Diminishing returns to depth for compositional generalization:

https://twitter.com/jowenpetty/status/1719754364712001846?s=61&t=1JquUS3m5JDUgtebGteNAg

predicts NO

@JSD with fixed data though!

predicts NO

https://twitter.com/OwainEvans_UK/status/1705285631520407821

Some evidence that LMs are quite bad at specific kinds of generalization very directly relevant to this market

@LeoGao I still have to read the influence function and out of context reasoning paper properly but the impresion I get is that it seems models are perfectly capable of chaining facts(Fe accuracy on the 2 hop out of context reasoning task on the situational awareness paper) and is weirdly just reversing them that trips them up such that if a bigger model knows the sum of the atomic number of uranium and the age at which Euler died it should eventually be posible for it to deduce the sum out of context without removing this limitation.

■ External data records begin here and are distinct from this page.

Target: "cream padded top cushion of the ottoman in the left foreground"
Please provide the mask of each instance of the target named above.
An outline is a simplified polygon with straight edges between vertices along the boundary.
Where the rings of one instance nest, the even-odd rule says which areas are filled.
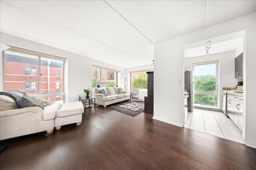
[[[64,103],[56,113],[56,117],[67,117],[84,113],[82,102]]]

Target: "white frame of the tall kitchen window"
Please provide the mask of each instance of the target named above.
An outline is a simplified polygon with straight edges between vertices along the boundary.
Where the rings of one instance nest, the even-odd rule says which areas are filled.
[[[205,61],[205,62],[199,62],[199,63],[192,63],[192,70],[194,72],[194,66],[200,66],[200,65],[208,65],[208,64],[216,64],[216,78],[215,78],[215,91],[196,91],[194,90],[194,84],[193,84],[193,101],[195,102],[194,95],[199,94],[199,95],[214,95],[217,96],[217,106],[205,106],[205,105],[198,105],[194,104],[194,106],[197,107],[210,107],[210,108],[219,108],[219,102],[220,102],[220,95],[219,95],[219,65],[220,61]],[[194,75],[193,75],[193,83],[194,83]]]

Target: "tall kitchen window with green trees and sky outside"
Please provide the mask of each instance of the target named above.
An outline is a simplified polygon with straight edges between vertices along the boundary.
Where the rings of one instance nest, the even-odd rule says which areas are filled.
[[[218,107],[218,61],[193,63],[195,106]]]

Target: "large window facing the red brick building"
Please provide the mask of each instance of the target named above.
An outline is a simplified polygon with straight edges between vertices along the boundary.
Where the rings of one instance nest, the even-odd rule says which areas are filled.
[[[16,47],[3,54],[4,90],[20,90],[52,102],[61,96],[57,99],[64,102],[64,58]]]

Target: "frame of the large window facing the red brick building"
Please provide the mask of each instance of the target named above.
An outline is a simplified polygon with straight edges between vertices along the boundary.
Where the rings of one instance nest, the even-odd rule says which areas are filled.
[[[66,91],[65,90],[65,88],[66,88],[66,86],[65,86],[65,84],[66,84],[66,61],[67,61],[67,59],[64,58],[64,57],[58,57],[58,56],[54,56],[54,55],[50,55],[50,54],[46,54],[46,53],[40,53],[40,52],[37,52],[37,51],[31,51],[31,50],[22,49],[22,48],[19,48],[19,47],[13,47],[11,45],[8,45],[8,46],[10,46],[11,48],[7,49],[7,50],[4,50],[4,51],[13,51],[13,52],[18,52],[18,53],[38,56],[38,74],[36,75],[36,76],[38,76],[38,88],[37,88],[38,93],[34,93],[33,95],[36,95],[40,98],[53,97],[53,96],[64,96],[64,103],[65,103],[65,100],[66,100],[66,97],[65,97],[65,91]],[[1,89],[2,90],[4,90],[4,55],[5,55],[4,51],[1,52],[2,53],[1,60],[2,60],[2,68],[3,68],[3,71],[2,71],[2,80],[3,81],[2,81],[2,84],[1,84]],[[63,92],[41,93],[41,76],[40,76],[41,75],[41,57],[63,61]],[[25,74],[25,75],[28,75],[28,74]],[[25,84],[25,89],[26,89],[26,84]]]

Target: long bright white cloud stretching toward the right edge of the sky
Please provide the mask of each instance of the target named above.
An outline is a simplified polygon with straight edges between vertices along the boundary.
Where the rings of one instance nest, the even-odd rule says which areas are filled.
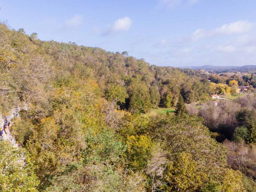
[[[190,40],[196,41],[202,38],[211,38],[219,35],[232,35],[232,34],[244,34],[249,32],[254,26],[254,23],[248,21],[236,21],[230,24],[224,24],[219,28],[206,31],[204,29],[197,29],[190,36]]]

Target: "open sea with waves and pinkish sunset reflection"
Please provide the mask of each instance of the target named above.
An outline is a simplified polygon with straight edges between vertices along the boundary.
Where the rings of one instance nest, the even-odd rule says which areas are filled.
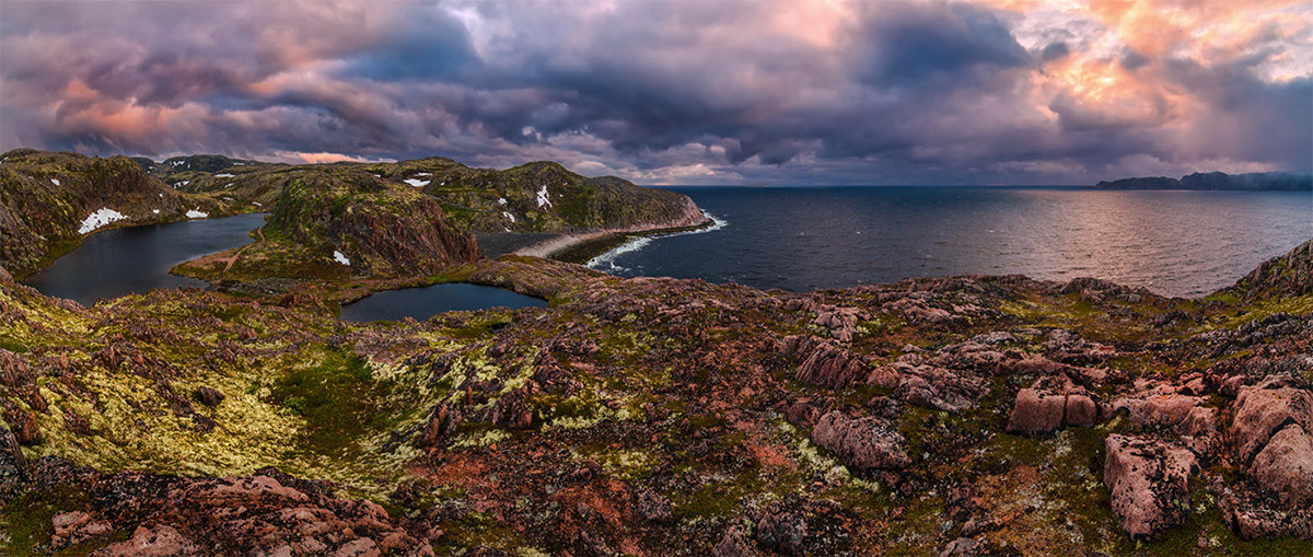
[[[1313,238],[1313,192],[668,189],[725,226],[641,239],[591,267],[793,292],[1022,273],[1203,296]]]

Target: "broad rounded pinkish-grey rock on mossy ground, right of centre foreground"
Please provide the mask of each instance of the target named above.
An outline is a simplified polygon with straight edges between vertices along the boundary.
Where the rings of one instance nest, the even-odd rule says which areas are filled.
[[[848,418],[834,410],[817,422],[811,441],[834,451],[847,465],[857,469],[898,469],[911,462],[907,441],[884,418]]]

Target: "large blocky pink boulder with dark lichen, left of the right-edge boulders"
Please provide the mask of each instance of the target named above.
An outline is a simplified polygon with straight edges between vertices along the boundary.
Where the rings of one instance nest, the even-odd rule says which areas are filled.
[[[1195,455],[1183,447],[1145,437],[1109,435],[1103,483],[1112,511],[1130,537],[1154,537],[1180,524],[1190,510]]]

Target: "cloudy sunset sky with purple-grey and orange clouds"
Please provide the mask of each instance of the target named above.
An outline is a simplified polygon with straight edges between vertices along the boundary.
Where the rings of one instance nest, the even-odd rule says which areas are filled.
[[[0,150],[639,184],[1313,171],[1301,0],[0,0]]]

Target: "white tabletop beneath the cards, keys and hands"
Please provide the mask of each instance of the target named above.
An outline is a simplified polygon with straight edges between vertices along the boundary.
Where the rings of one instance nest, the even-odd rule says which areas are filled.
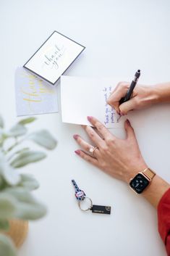
[[[169,11],[169,0],[1,0],[0,112],[7,126],[17,120],[14,71],[54,30],[87,47],[66,75],[130,80],[140,68],[140,83],[169,80]],[[60,101],[60,84],[57,90]],[[145,113],[145,127],[135,129],[140,149],[150,168],[170,181],[170,107]],[[33,128],[48,128],[58,145],[46,160],[23,170],[40,181],[35,196],[47,205],[48,215],[30,223],[20,256],[166,255],[156,210],[127,185],[75,155],[72,136],[85,133],[79,125],[61,123],[60,105],[59,113],[40,115]],[[124,136],[124,129],[111,131]],[[111,205],[111,215],[81,212],[72,178],[95,204]]]

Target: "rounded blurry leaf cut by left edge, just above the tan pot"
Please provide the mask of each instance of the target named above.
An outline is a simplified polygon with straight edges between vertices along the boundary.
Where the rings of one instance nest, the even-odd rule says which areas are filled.
[[[1,192],[0,194],[0,219],[14,218],[16,213],[16,200],[11,194]]]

But this shows it's not necesarily the case that a model that can answer this question will be able to answer "what's the element whose atomic number plus the age at wich eluer died is X"?

Though in this case probably yes cause the what's the element with atomic number x formulation is comon.

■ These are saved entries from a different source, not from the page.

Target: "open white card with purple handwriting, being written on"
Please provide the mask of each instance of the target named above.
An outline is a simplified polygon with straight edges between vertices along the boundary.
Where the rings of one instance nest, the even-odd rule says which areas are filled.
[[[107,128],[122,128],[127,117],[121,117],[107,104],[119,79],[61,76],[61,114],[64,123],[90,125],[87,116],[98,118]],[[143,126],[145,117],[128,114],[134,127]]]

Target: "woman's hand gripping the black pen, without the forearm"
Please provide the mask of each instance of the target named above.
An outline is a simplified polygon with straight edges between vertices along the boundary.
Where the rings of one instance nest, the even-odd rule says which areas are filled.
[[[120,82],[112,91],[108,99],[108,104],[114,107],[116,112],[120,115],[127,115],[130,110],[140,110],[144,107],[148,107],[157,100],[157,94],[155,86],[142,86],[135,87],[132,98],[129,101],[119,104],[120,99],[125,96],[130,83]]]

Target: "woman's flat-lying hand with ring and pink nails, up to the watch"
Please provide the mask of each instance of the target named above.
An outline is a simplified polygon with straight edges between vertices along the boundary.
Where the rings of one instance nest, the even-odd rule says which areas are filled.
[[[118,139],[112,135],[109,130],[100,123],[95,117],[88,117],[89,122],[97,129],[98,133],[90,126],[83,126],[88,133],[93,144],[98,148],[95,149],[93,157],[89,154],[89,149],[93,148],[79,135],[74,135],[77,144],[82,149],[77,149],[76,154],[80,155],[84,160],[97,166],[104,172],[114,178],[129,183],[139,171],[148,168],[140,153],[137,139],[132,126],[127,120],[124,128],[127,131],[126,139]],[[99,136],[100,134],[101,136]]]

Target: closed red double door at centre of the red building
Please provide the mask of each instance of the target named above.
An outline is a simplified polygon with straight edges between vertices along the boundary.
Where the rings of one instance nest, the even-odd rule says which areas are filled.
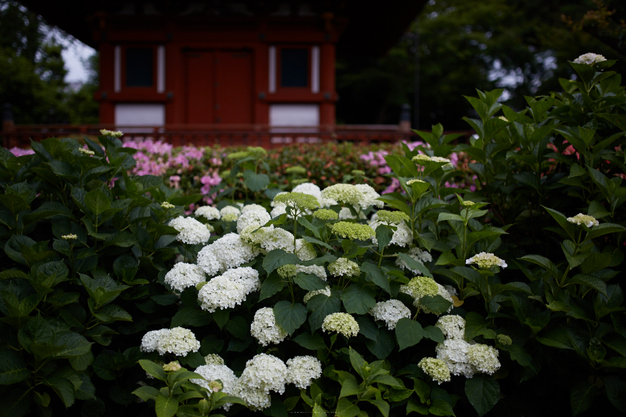
[[[252,123],[252,52],[201,50],[185,54],[187,123]]]

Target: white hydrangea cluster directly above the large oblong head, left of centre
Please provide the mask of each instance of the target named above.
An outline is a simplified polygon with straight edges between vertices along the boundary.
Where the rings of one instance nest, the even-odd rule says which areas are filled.
[[[228,233],[198,252],[198,266],[209,276],[250,262],[260,250],[243,240],[237,233]]]

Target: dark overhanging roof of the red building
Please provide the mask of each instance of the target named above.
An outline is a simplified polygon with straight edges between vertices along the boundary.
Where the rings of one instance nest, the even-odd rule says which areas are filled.
[[[337,44],[341,57],[381,56],[420,13],[427,0],[21,0],[51,25],[96,47],[94,33],[107,22],[132,19],[169,21],[206,18],[318,17],[343,28]]]

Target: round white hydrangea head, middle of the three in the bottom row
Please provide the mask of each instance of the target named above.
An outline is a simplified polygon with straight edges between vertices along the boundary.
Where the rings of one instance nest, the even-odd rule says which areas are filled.
[[[260,353],[246,362],[239,380],[247,387],[266,394],[272,391],[284,394],[287,365],[276,356]]]

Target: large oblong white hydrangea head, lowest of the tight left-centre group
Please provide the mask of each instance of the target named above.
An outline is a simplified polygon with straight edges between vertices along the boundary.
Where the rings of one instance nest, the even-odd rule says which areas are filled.
[[[203,310],[233,308],[245,301],[248,294],[261,287],[259,272],[250,267],[233,268],[212,278],[198,291],[198,302]]]

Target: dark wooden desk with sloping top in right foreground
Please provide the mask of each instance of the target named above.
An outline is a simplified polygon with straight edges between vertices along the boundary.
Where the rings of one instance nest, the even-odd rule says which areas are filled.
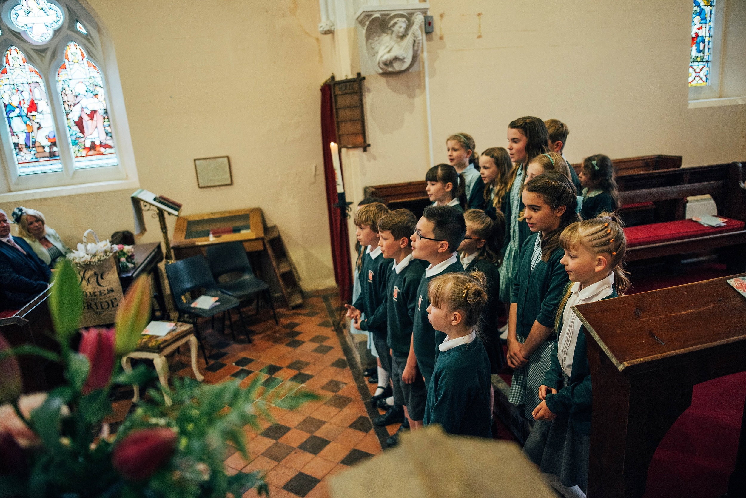
[[[692,387],[746,371],[746,298],[730,278],[574,307],[593,381],[589,498],[642,497]]]

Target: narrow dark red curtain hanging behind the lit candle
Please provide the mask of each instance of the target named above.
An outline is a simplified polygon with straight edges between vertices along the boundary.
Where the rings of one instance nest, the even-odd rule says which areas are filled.
[[[334,265],[334,280],[339,286],[342,303],[349,303],[352,297],[350,238],[347,232],[347,220],[340,215],[339,207],[333,206],[337,204],[338,199],[329,144],[336,142],[335,121],[331,85],[325,84],[322,85],[322,150],[324,151],[324,179],[327,187],[327,212],[331,234],[331,259]]]

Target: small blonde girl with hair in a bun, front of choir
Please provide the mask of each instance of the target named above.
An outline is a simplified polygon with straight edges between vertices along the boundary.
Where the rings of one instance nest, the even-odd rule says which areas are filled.
[[[449,434],[492,435],[489,358],[479,323],[485,286],[484,274],[474,271],[442,274],[427,288],[427,319],[446,337],[436,348],[423,422],[439,423]]]

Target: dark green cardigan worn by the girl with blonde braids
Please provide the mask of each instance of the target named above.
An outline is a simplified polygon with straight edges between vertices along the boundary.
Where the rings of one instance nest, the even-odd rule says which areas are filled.
[[[604,297],[612,299],[618,297],[616,289]],[[601,299],[601,300],[604,300]],[[564,310],[562,310],[564,312]],[[577,342],[572,356],[572,371],[570,382],[565,387],[563,377],[565,375],[557,357],[557,341],[552,344],[552,366],[542,382],[550,388],[557,389],[557,394],[547,394],[547,408],[554,414],[570,414],[570,422],[576,432],[591,435],[591,406],[593,401],[591,389],[591,370],[588,366],[588,342],[585,334],[586,327],[583,325],[577,332]],[[562,330],[562,318],[558,326],[558,334]]]

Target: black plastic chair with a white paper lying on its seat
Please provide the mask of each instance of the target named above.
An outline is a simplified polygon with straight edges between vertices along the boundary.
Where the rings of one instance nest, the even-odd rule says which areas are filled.
[[[192,317],[192,324],[194,324],[195,334],[202,348],[204,362],[207,363],[207,353],[205,353],[204,344],[202,344],[202,336],[199,333],[197,318],[214,317],[218,313],[228,311],[228,318],[231,320],[231,332],[233,332],[233,319],[231,318],[230,310],[239,306],[239,300],[220,291],[218,285],[215,283],[213,274],[210,273],[210,266],[207,265],[207,260],[201,254],[166,265],[166,275],[169,277],[171,295],[174,298],[174,303],[180,317],[181,315]],[[194,300],[189,296],[185,297],[184,294],[189,294],[190,291],[197,289],[204,289],[204,295],[206,296],[218,297],[216,305],[210,309],[192,308]],[[243,319],[241,324],[243,325]],[[243,329],[246,338],[248,338],[246,327],[243,327]],[[235,333],[233,333],[233,338],[236,338]]]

Does this count as chain of thought?

predicts NO
predicts NO

In particular, the part where the numbers in the brackets are outputted is not allowed

predicts YES

Is it fine to tell it to think about the digits of the numbers in reverse order and output the sum in reverse order?

predicts NO

@ms you can tell it to think however you want but it must output the actual answer in the normal order in one forward pass.

GPT-4 failed at this when every time when I asked it "What is the sum of the atomic number of uranium and the age at which Euler died? Only give the answer and no reasoning." 5 times.